Traditional heart surgery, which involves fully opening the chest and cutting through the breastbone, comes with a high risk of complications and a long recovery time. Newer minimally invasive procedures avoid a lot of that risk and can get people back on their feet quicker.
“We’ve known for 35 years that historically marginalized racial and ethnic groups tend to have less access to cardiovascular procedures,” says Laurent G. Glance, professor of anesthesiology and perioperative medicine at the University of Rochester Medical Center (URMC), and lead author of the study, published in JAMA Network Open.

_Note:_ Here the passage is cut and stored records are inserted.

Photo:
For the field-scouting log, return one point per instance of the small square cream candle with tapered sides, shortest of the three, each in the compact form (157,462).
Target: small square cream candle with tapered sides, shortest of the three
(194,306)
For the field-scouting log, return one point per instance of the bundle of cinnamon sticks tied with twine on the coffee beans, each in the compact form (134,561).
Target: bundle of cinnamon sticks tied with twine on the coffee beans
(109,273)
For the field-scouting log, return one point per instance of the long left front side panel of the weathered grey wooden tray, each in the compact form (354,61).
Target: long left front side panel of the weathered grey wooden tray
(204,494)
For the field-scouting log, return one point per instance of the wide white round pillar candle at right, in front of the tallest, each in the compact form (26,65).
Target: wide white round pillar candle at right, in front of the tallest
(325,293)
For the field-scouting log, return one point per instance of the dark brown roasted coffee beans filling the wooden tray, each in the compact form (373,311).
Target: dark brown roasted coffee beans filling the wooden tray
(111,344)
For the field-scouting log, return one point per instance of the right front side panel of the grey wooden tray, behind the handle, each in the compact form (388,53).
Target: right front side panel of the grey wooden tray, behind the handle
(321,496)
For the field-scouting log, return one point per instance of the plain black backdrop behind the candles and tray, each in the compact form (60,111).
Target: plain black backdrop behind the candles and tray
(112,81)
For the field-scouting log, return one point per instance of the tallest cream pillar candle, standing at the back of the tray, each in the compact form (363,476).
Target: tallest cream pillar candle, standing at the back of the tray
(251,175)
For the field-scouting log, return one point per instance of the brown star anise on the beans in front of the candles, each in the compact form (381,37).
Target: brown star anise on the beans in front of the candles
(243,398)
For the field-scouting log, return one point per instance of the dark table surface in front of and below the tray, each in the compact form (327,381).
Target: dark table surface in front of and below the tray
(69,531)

“This study highlights the fact that even in 2022 if you’re not white, you don’t get the same therapies that white people do.”
Less access to less invasive heart surgery
The study found that non-Hispanic Black patients had 35% lower odds of undergoing minimally invasive mitral valve surgery and 62% higher odds of having serious complications or dying compared to non-Hispanic white patients. Hispanic patients, on the other hand, had 26% higher odds of major complications or death compared to white patients, but they were not less likely to get minimally invasive surgery.
The findings were based on an analysis of data from the Society of Thoracic Surgeons National Adult Cardiac Surgery Database and included nearly 104,000 patients across 1,085 hospitals who underwent mitral valve surgery between 2014 and 2019.
“Minimally invasive surgeries set patients up for the best outcomes,” says coauthor Peter W. Knight, professor in cardiac surgery. “That is why the inequities we found in this study are so troubling.”
The authors note several patterns in the data that may point to factors contributing to this inequity: Black patients were more likely to have Medicaid insurance, seek treatment at under-resourced hospitals, and be treated by less experienced surgeons. While these patterns require further investigation, they may offer solutions.